At our annual Cub Scout banquet when I was nine, the head scout leader, Jack Guyton, stood up and awarded this man a prize: a framed picture and autograph of famous Alabama quarterback, Joe Namath (who got benched in 1964 for off the field wanderings, his backup, Steve Sloan, leading us to a Sugar Bowl victory over Ole Miss in the New Orleans snow no less).
“We’re giving this award to a man whose love for Alabama football is unmatched,” Mr. Guyton said.
And as I was wondering, but somehow secretly knowing, who that man was, I heard Mr. Guyton call my father’s name. I watched my dad, Alvin Barr, walk to the stage and receive his plaque to the cheers and delight of everyone there. And the bemusement, because everyone there who knew my dad knew that this award went to the right man. The most passionate, craziest Bama fan.

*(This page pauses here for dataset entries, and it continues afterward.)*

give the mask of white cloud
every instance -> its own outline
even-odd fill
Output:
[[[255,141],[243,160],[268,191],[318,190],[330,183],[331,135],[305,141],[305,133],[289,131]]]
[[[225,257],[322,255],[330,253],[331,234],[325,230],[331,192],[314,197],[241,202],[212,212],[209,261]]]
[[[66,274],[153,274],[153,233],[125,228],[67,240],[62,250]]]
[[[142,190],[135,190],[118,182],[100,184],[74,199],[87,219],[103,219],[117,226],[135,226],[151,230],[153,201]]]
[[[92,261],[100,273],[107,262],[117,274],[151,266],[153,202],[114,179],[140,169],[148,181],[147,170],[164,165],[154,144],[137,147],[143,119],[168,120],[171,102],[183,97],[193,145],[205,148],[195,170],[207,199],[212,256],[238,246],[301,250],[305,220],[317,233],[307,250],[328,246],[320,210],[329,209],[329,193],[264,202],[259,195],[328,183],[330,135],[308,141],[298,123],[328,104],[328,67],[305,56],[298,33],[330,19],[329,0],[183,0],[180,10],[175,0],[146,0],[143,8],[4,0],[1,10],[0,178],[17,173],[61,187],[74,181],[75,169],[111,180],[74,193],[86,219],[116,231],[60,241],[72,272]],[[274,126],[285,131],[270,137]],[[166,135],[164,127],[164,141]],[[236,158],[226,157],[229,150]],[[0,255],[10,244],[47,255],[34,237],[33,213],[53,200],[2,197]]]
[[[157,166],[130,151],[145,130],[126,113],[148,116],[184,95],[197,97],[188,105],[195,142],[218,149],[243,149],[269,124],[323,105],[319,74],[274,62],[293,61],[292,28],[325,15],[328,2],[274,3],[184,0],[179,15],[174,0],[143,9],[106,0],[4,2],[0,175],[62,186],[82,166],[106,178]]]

My dad might have been a masochist, too, but he would have understood what I did last night. He would have understood Nick Saban and loved him. He might even have agreed that Alabama’s current coach is the greatest in our history.
My mother tells this story about the kind of fan my dad was:
“When Bear Bryant came back to coach at Alabama, your daddy was so happy that he declared, ‘We’ll never lose another game.’”
That’s funny except that if you knew my dad, you also know that he believed it.
He’d so appreciate Nick Saban then for this reason, among many psychological others:
In Saban’s eleven years, Alabama has lost a few games. Twenty, to be exact. Six of those losses came in his first year at Bama.
Not bad.
For a masochist.
So Roll Tide to all, and now, about those t-shirts.